I do something similar on the mobile phone (the reasining is, if there's no network, there's nothing I need to login to) but I also keep a local copy on my laptop (that I sometimes operate with limited connectivity). Without any automatic syncing, one of the two copies will be stale.

[anilakar]

Back in the day we tried to sync KeePass vaults at work and ended up with a conflict about once a week, which is way too often. Not sure if other password managers have solved this.

[Dylan16807]

> No local backup? Do you rely on the network working all the time?

Normal dropbox behavior keeps a copy on every computer.

[teo_zero]

> Normal dropbox behavior

Ah, you mean by using some app or daemon. I excluded that possibility because on at least one of my laptops I'm not allowed to install anything, so for me "normal" behavior is using Dropbox as a container for files to download when needed.

[Dylan16807]

Well if you do that then you get plenty of copies; just restrain your delete key finger a bit. It does risk some staleness, but only rarely.

And maybe you could write a small shell script to keep that particular file up to date?

Also the one program I've used that opens keepass files directly from dropbox servers keeps a local copy.

[gregwebs]

I did this a long time ago but eventually ended up with conflicts. Password managers write new entries in a file and easily avoid conflicts whereas agnostic file managers will immediately conflict if sync wasn’t working for a while on a device

[sublimefire]

I use it (Keepass) for a while and never got the conflict on the desktop client (osx), nor on Firefox. But the iOS app does not like the file on the Google Drive and occasionally it needs to be reloaded.

[ekianjo]

You can use syncthing too. Works just as well.

[dwightgunning]

Is there a robust Syncthing app for iOS? Last time I checked there was only an affiliate project and their story wasn't convincing.

[subarctic]

I use mobius sync and I'd say the app itself is fine, you just have to open it whenever you want things to sync. That's one of the things I miss from Android.
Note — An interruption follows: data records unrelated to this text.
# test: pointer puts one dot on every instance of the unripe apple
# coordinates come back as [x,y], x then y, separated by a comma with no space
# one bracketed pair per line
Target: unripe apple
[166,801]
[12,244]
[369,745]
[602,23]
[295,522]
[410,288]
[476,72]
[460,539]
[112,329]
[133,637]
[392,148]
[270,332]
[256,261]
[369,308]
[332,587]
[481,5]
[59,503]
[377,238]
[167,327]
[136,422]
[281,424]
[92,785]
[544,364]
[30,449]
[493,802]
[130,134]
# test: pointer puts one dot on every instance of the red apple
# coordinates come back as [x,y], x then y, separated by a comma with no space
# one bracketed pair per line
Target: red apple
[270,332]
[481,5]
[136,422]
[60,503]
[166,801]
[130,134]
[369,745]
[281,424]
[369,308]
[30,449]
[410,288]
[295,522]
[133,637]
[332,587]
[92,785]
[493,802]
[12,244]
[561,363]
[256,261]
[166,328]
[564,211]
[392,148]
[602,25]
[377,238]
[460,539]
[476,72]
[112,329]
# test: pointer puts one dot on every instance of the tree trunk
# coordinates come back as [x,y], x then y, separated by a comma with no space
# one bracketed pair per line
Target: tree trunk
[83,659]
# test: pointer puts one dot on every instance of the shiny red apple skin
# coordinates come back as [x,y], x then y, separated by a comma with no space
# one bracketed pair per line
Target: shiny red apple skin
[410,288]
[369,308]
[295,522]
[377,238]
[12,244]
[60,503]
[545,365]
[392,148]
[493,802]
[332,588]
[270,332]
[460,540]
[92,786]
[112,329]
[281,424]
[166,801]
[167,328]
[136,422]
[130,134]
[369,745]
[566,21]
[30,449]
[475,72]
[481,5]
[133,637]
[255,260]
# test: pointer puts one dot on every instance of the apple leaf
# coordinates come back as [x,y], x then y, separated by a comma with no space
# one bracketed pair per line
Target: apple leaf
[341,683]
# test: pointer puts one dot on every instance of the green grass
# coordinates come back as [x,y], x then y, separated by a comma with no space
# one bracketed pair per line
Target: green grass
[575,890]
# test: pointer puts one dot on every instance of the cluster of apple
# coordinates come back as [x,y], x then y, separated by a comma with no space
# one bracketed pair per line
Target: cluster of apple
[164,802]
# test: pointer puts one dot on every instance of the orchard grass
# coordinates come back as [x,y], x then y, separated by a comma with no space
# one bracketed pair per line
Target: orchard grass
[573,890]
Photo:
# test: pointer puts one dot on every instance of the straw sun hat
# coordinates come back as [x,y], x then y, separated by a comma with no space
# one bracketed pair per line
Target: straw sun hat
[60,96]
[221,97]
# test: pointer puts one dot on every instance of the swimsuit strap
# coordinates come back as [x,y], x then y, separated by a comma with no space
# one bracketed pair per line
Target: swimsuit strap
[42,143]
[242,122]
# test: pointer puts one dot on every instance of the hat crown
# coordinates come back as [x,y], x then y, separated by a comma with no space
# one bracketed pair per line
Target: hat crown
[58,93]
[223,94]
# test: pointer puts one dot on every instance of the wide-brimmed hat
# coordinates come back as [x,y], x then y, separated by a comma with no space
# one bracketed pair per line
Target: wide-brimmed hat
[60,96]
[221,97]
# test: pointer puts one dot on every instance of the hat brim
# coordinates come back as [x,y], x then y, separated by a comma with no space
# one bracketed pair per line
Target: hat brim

Also you can't sync your camera folder

[jcotton42]

Mobius Sync works really well, the only caveat is that it's not completely free (you're limited in the sync size unless you pay $5, but that's a one-time thing), and that while it can background sync, it's not continuous, and you'll want to open the app if you need to make sure something's synced.

[dsp_person]

it was just discontinued for android :(

[conradev]

Nope. I have a cloud Syncthing box that is accessible over SSH, and I use ShellFish to read/write my synced folders. It works okay, especially for lazily sending stuff from my phone to my laptop.

[SkiFire13]

Instructions unclear, I have no password vault.

[kcmastrpc]

Right, doesn't everybody just use the same password everywhere? I don't see the point of these things.

[KPGv2]

You laugh, but that's apparently what I did a decade and a half ago.

I recently mounted a HDD that was at my parents' house. Most files are from 2009-2012ish. I was there one summer between undergrad and grad school and used it for a couple months.

I found an Opera password list that I'd exported, presumably to copy over to my new laptop. It was fun last night skimming the list, seeing which websites I'd completely forgotten about that I used to have accounts for. Almost none of them even exist anymore besides the big players (Slashdot, Apple, etc.), but the point is *almost all of them had the same password*. o.O

[sigzero]

KeepassXC also doesn't have templates for things. It's in the works. When it comes out I might take another look at it.